Gov. Beshear Announces Successful Bipartisan Effort to Reopen Northern Kentucky State Medical Examiner’s Office
Reinstating office will increase turnaround, assist grieving loved ones
FRANKFORT, KY (STL.News) Gov. Andy Beshear announced that, through a bipartisan effort, funding has been appropriated for the Office of the State Medical Examiner (OSME) to reopen its Northern Kentucky office.
“This was truly a bipartisan effort, led by Sen. McDaniel, and demonstrates the imperative need for such essential services in this region,” said Gov. Beshear. “As your Governor, I recognize that staffing and funding are ongoing issues for this office, and the bipartisan collaborative success of HB 382 shows that both the Legislature and the Executive Branch are on the same page about tackling such issues.”
The Northern Kentucky medical examiner’s office has been closed since March 2018.
The General Assembly passed House Bill 382 on Tuesday, March 30. Last week, the Governor signed the bill, which dedicates $1.8 million in one-time funds for fiscal year 2022 and more than $1.5 million in continuation funds.
“So many of our vital services are many times unnoticed, but the loss of the medical examiner’s office in Northern Kentucky was becoming a large problem,” said Sen. Chris McDaniel of Taylor Mill. “I appreciate working with Gov. Beshear and the state medical examiner’s office to return this important service to Northern Kentucky.”
Reopening this office will also have positive impacts throughout the commonwealth. Without this office, cases from Northern Kentucky are sent throughout the state, increasing caseloads on existing regional medical examiner’s offices that are already over capacity.
“This means that we can process more cases with quicker turnaround, which will help Kentuckians take important next steps in their time of grief and loss,” said Chief Medical Examiner Dr. William Ralston. “A shortage of medical examiners in the state contributes to delays in local cases and response times for county coroners to receive completed autopsy reports. County coroners are unable to sign death certificates until autopsy reports are completed, and without signed death certificates, families are often unable to begin taking care of personal matters.”

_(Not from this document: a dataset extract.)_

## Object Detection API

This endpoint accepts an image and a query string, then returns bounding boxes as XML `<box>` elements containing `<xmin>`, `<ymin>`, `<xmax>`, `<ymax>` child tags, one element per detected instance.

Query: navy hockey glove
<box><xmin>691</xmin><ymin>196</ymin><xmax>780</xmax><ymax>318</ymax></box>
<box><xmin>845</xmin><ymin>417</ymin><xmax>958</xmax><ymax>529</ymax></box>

The mission of the OSME is to serve all Kentuckians by providing accurate, thorough and efficient medicolegal investigations of death, thereby ensuring justice and providing solace, comfort and protection to the living. The office also addresses public health impacts by identifying diseases and hazards that potentially could put Kentuckians at risk.
In 2020, the state medical examiner’s office completed 2,851 examinations and were involved in well over 5,000 death investigations statewide.
The Northern Kentucky location will provide year-round accessibility and anticipates receiving well over 500 examinations annually. For grieving families in the region, it will reduce the need to transport their deceased loved ones 100 miles or more to the Louisville office for examination and back home before a funeral and burial, saving families time and money. Law enforcement and other investigators will also save associated expenses and resources.